The first study to examine long-term prognosis associated with the Coronary Artery Disease-Reporting and Data System (CAD-RADS) has determined that CAD-RADS scores are strongly predictive of cardiac-related death or myocardial infarction (MI).The large, multinational study, published in the January issue of JACC:Cardiovascular Imaging, suggests that standardized post-coronary recommendations after a coronary computed tomography angiography (CCTA) examination may have the potential to facilitate guideline-directed care.
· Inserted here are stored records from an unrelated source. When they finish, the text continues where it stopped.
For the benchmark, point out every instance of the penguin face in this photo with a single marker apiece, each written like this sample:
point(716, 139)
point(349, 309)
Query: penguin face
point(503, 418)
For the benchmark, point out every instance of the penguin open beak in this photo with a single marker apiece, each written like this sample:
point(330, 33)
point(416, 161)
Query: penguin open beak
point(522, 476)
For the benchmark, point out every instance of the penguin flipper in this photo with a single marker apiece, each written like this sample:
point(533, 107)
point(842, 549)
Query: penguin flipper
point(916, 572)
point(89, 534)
The CAD-RADS guidelines to standardize the reporting for CCTA were published in June 2016. They seek to provide consistent communications of CCTA findings and to guide optimal post-coronary CTA clinical management decisions. They were jointly developed by the Society of Cardiovascular Computed Tomography (SCCT), the American College of Radiology (ACR), and the North American Society for Cardiovascular Imaging (NASCI), and endorsed by the American College of Cardiology (ACC). The guidelines’ classification report the highest-grade coronary artery lesion documented by coronary CTA. The classifications range from CAD-RADS 0 for complete absence of stenosis and plaque to CAD-RADS 5 to signify at least one totally occluded artery.
The study’s objectives were to assess long-term prognosis and compare CAD-RADS scoring with other CAD classification schemes and to assess real-world utilization of invasive coronary angiography (ICA) after coronary CTA with respect to the potential utility of CAD-RADS in guiding post-coronary CTA care. Five-year findings of 5,039 patients enrolled in the CONFIRM (COronary CT Angiography EvaluatioN For Clinical Outcomes: An InteRnational Multicenter) registry were analyzed. None of this patient cohort had known coronary artery disease (CAD). Patients had a CCTA procedure at one of 17 participating hospitals in Austria, Canada, Germany, Israel, Italy, Portugal, South Korea, Switzerland, and the United States between 2002 and 2009. A total of 314 patients died from cardiac-related events and 457 experienced non-fatal myocardial infarction within 5 years from the time of their CCTA examinations.
The authors compared data about baseline clinical characteristics, chest pain characteristics, history of previous stress testing, and left ventricular ejection fraction. They estimated the appropriateness of the index coronary CTA for assessment of stable ischemic heart disease (SIHD) using either the Framingham risk score or the Diamond-Forrester pretest probability for evaluation of SIHD. After conducting statistical analyses, they compared the prognostic performance of CAD-RADS with the Duke CAD Prognostic Index and to traditional methods of characterizing CAD extent and severity. Rates of invasive angiography at various time points were also compared with CAD-RADS scores.
CAD-RADS scores proved to be strongly associated with an elevated risk for death or MI,
reported lead author Joe X. Xie, MD, a cardiology fellow at Emory University School of Medicine in Atlanta, GA. Hazard ratios ranged from 2.46 for CAD-RADS 1 to 6.09 for CAD-RADS 5
compared to patients rated as CAD-RADS 0. The cumulative event-free survival at 5 years ranged from 95.2% for patients without any stenosis or plaque to 69.3% for patients with 100% stenosis or total occlusion.
The authors suggest CAD-RADS may be a valuable aid in guiding post-coronary CTA care of patients with intermediate CAD stenosis (CAD-RADS 3). “The integration of CAD-RADS into daily coronary CTA laboratory reporting may provide a means to promote appropriate, guideline-driven follow-up care, thereby augmenting the quality of coronary CTA-directed evaluation of SIHD.”
Analysis of CAD-RADS: The coronary CTA reporting and data system . Appl Radiol.